When I was in the 12th grade, I had an English teacher named Mrs. Anderson (I think I had her my 11th grade year too). She was a stickler for grammar. You know the drill, dangling participles, modifiers, and clauses that you got right, or not, with cuts across a page of prose with a red ink pen. But we learned. We tweaked and nurtured the words to get them just right for a good grade.
Those were the days, uh?
Whether or not writing our autobiography in our senior year was a part of the Cleveland Public School curricula, Mrs. Anderson did her own thing and threw the gauntlet down for her classes to write one. I think it was a great exercise. I wished I still had my paper/autobiography that I wrote, but it is long gone.
However, I do remember some main points I wrote about that have stuck with me all these years. One was to graduate college. I checked that box, thankfully. I wanted to marry and have children, and again, that box has been checked. The most interesting thing I remember is that if I played my cards correctly, I would end up in Washington D.C. and be asked to be an ambassador...to a country. I know that is some cockamamie thinking, but I had dreams like any other kid. Ms. Magazine was out by then, and the sky was the limit for young girls to follow the path to do anything. If boys could be an ambassador, girls could too.

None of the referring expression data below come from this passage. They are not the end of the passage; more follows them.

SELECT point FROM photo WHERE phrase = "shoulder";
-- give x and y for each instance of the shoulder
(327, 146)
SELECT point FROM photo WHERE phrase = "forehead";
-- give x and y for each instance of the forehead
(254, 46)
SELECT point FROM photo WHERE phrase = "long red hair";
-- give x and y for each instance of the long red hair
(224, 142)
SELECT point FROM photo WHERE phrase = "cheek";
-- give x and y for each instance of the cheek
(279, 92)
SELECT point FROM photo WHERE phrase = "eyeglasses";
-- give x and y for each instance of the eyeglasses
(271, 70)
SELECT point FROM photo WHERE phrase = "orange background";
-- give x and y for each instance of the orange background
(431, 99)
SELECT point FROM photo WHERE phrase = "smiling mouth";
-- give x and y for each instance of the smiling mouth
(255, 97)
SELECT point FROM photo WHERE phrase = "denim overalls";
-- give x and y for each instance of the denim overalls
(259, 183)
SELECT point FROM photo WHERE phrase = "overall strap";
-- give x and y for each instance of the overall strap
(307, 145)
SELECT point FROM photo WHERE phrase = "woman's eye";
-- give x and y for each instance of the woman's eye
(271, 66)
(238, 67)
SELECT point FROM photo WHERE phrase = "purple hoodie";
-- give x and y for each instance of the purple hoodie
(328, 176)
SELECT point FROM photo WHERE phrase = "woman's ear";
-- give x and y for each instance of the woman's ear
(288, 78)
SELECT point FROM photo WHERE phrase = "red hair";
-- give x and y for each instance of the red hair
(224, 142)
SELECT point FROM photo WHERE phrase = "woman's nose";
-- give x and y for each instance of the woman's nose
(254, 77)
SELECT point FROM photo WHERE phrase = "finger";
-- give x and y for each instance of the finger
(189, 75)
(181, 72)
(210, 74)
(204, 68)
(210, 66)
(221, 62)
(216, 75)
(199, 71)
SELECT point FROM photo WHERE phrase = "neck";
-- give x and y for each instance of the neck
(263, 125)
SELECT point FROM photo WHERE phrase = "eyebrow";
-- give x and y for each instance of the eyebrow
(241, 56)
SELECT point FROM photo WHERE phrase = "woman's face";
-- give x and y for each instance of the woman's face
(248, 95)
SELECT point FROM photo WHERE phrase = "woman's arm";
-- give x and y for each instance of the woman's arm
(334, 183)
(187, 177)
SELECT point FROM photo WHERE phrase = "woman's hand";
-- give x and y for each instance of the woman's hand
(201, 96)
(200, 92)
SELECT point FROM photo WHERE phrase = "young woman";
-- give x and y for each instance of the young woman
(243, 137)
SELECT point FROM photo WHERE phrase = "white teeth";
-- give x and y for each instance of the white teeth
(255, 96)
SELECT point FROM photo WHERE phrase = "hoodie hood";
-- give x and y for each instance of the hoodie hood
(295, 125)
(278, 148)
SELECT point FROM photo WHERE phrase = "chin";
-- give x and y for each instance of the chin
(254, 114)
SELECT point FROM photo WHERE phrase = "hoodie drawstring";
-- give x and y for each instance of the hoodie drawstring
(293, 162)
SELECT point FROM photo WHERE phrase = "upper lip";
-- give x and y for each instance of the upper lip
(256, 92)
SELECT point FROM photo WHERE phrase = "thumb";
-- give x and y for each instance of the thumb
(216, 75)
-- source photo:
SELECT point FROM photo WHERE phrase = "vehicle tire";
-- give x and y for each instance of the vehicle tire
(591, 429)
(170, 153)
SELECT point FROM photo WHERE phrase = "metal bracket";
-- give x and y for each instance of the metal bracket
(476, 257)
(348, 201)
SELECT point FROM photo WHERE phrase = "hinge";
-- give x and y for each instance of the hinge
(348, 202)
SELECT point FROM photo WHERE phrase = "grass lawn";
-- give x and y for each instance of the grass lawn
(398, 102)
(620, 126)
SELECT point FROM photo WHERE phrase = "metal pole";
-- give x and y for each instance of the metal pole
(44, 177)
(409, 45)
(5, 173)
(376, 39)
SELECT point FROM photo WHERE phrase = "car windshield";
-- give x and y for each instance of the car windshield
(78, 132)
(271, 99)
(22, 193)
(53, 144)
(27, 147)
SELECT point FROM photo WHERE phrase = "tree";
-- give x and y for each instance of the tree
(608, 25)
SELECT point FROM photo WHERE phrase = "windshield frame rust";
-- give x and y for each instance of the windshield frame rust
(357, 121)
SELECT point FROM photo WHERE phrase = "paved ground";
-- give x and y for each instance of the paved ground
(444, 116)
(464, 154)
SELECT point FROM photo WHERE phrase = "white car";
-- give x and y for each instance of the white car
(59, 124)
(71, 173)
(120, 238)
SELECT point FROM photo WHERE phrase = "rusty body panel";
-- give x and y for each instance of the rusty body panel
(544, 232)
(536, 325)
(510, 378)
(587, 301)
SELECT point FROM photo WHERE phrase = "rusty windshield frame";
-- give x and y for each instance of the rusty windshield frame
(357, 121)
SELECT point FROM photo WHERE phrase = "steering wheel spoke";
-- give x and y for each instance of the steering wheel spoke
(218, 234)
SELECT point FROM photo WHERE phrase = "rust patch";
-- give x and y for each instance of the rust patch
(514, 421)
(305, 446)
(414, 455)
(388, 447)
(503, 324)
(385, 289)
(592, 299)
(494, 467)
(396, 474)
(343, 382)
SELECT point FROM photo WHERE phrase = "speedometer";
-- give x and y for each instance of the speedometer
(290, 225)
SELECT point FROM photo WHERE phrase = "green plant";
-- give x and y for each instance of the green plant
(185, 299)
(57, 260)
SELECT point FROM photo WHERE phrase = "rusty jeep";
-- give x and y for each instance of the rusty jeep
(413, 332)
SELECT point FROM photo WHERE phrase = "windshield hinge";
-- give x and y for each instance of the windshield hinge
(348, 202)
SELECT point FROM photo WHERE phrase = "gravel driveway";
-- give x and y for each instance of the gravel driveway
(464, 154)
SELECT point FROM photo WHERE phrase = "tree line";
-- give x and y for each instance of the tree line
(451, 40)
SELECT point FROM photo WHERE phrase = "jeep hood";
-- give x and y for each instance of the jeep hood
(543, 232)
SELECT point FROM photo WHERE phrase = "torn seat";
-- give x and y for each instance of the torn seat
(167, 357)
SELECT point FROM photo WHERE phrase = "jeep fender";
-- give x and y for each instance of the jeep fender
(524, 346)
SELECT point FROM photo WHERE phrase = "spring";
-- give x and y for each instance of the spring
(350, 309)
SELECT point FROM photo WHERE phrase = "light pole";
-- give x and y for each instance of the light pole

What I didn't fully realize then is that we can become an ambassador of a lot of other things in life. My hubby Bill is an ambassador of continued learning and kindness. So instead of having the dream of becoming an ambassador to some cool place like France or Italy, or Polska-Poland, I unbeknownst became an ambassador of parenting a childhood cancer kid/adult/survivor. I even wrote a book about it (grin).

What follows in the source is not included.